Star Wars: Tales from the Galaxy's Edge gets big VR upgrade, now even closer to Disney's theme parks – CNET

Last Call, the final part of the best Star Wars game on Oculus Quest 2, feels more than ever like a doorway to the eventual overlap of home and theme park.
Dok Ondar is in the game this time, and so is the First Order.
Having missed out on visiting Disney’s Star Wars: Galaxy’s Edge theme park in person last year, I immersed myself in the VR game tie-in, Tales From the Galaxy’s Edge on the Oculus Quest 2. The experience didn’t disappoint, although the shooting-based adventure explores completely different realms to the much-hyped theme park. A new expansion, Last Call, completes the storyline and adds more, familiar characters… and makes me wish for even more.
ILMxLab’s two-part game now feels like a complete world: The expansion and the previous game are interwoven, so it makes sense to just buy the entire package if you haven’t already tried the game before. (It’s $35 at the Oculus Store.) The level and environment design of the whole experience does feel somehow inexplicably Disney-like, with the levels hiding their size with clever layouts. 
The sense of control over weapons, tools and inventory feels complex but easy to learn. New tools like a hover pack that can fly in all directions, shoulder holsters and other helpful extras are welcome improvements. Also, characters like Dok Ondar, Hondo Ohnaka and IG-88 are in the game this time, creating even more overlap between the Galaxy’s Edge theme park and the VR game worlds.
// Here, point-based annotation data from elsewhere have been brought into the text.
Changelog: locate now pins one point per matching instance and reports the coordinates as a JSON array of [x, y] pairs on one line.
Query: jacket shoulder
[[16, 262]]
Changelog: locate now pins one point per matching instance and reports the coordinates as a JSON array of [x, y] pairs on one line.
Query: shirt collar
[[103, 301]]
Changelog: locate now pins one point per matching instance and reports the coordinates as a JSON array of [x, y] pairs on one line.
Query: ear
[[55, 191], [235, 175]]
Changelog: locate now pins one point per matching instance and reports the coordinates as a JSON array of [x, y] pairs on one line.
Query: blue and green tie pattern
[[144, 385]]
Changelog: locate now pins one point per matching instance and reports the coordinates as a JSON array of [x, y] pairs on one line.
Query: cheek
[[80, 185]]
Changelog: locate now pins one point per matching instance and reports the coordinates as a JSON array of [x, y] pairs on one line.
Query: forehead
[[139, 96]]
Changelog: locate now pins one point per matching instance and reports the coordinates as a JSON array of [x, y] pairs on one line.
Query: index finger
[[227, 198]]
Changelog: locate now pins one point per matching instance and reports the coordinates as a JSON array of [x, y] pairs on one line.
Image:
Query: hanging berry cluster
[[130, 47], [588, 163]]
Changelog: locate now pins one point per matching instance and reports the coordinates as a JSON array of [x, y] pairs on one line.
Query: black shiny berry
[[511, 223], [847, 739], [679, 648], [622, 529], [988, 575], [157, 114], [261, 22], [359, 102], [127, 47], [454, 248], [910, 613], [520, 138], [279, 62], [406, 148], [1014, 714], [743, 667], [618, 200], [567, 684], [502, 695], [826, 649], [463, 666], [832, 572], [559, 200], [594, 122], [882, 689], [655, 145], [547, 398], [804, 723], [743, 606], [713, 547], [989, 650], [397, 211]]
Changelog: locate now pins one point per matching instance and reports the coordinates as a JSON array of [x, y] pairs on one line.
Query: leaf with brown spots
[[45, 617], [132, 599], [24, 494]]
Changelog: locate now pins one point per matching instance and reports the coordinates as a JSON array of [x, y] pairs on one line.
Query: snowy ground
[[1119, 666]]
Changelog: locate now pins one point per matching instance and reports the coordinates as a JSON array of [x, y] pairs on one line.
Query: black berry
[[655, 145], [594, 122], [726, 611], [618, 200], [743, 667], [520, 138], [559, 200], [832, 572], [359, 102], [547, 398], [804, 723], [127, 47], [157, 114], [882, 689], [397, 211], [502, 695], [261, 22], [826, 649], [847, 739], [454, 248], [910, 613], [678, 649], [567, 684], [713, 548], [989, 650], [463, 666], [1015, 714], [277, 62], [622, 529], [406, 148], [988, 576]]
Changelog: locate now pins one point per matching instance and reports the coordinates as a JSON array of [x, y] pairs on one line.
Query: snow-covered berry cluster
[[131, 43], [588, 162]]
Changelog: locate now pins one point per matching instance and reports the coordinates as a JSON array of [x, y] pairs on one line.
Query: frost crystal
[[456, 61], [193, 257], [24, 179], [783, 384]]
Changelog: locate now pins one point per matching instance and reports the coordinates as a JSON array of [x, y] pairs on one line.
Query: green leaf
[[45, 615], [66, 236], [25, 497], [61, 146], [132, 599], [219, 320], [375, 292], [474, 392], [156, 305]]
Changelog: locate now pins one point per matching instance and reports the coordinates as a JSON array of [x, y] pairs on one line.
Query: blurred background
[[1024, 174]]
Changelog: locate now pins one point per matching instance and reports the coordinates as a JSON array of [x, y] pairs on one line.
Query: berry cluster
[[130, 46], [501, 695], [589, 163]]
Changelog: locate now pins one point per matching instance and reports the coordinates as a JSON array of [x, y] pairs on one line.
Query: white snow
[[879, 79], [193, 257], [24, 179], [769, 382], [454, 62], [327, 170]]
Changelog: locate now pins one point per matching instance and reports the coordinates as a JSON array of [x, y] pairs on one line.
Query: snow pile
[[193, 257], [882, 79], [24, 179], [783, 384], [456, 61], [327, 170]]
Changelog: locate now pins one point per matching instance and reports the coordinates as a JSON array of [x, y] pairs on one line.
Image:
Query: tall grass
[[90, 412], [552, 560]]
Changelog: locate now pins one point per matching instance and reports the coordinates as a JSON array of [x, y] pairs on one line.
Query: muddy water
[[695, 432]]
There are two new multistage missions this time: one involving finding a relic for Dok Ondar, and one about the First Order’s arrival on Batuu. (Also, a mini story mission where you get to play as IG-88 and experience aiming at targets with a rotating turret.) ILMxLab’s sense of character presence is still impressive. Meeting characters like Dok feels like encountering a character in a theme park, or an immersive theater performance. But the game’s structure is still about shooting, finding treasure and making it through missions.
IG-88 makes an appearance in a stand-alone tale.
What I really still want is a way to explore a world casually, discover characters on my own, and even have others join in. While the Batuu cantina featuring the hulking six-eyed bartender Seezelslak has some extra experiences inside (a musical instrument you can play, for instance), much of it still feels emptier than I’d like. And the game doesn’t let you wander around Black Spire Outpost, the world you visit at the in-person Galaxy’s Edge parks. This is a game that builds the areas around that, like a novel expanding on a film.
The whole game is also single-player, and there are no plans to change that. According to ILMxLab’s creative team, which worked on this game largely remotely during the pandemic, Tales from the Galaxy’s Edge is pretty much wrapped up for now. But the next things explored in future VR and AR experiences could very well be a lot more social. 
Mubo’s droid workshop has more items to load up on. Also, Mubo is charming.
“There’s a lot of great passion for social storytelling … we’ve done a lot of past experiences that have had multiple people inside the same world at the same time,” says Ian Bowie, one of the lead experience designers. ILMxLab previously worked on the multiplayer location-specific Star Wars, Marvel and Wreck-It-Ralph VR experiences at The Void, which had four players at once. “And we understand the power in that. That’s something we’re all very interested in at xLab, and I wouldn’t be surprised to see more of that in our future.”
“For this one, we’re kind of wrapping this up, and we’ve got some other very cool ideas,” says Jose Perez III, the game’s director. “But yeah, I would love to hang out in Seezelslak’s Cantina with some buddies and go off and do some adventures and stuff. Hopefully there’s a future where we can build that out, too.”